5-Substituted 2',3'-dideoxycytidine analogues have been synthesized and evaluated in vitro for their capabilities to protect T4+ lymphocytes from the cytopathic effects of the HTLV-III/LAV (HIV) virus, the causative agent of acquired immunodeficiency syndrome (AIDS). These analogues were designed to be more lipophilic than 2',3'-dideoxycytidine (ddC) in order to enhance central nervous system penetration. Earlier reports had shown that ddC is a potent protective agent. When ddC is substituted at the 5-position with either methyl or bromo substituents, activity is completely abolished.
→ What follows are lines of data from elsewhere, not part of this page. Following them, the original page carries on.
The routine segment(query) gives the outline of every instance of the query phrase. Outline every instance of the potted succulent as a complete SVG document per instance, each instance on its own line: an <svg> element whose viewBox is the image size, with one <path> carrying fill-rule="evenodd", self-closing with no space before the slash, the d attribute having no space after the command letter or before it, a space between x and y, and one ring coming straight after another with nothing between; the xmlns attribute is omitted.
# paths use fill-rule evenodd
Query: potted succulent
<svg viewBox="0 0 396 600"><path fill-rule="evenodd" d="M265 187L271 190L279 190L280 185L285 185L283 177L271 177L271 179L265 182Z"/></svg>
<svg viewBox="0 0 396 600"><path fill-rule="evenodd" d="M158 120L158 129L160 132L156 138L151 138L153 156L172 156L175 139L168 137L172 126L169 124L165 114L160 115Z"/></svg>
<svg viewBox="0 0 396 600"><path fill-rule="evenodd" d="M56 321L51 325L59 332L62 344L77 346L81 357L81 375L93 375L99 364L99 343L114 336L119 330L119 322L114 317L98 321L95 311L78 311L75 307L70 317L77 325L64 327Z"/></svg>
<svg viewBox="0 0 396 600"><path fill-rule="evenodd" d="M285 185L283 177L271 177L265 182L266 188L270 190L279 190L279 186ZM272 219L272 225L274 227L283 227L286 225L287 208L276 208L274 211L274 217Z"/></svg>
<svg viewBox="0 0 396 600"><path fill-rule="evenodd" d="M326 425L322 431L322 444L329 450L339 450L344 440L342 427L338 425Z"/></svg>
However, when the substitution is fluoro (5-F-ddC), both activity and potency are retained. 2',3'-Dideoxy-5-azacytidine is also protective but more toxic than ddC or 5-F-ddC. In a different approach, an attempt was made to utilize ddCMP, ddTMP, and ddAMP as preformed nucleotides in order to circumvent the generally low level of phosphorylation achieved with dideoxynucleosides which function as relatively poor substrates for the cellular kinases. Only ddAMP is as active as its nucleoside precursor. Because ddAMP is not more active than ddA at low concentrations, it is possible that the active agent is ddA which is generated from ddAMP prior to cell entry.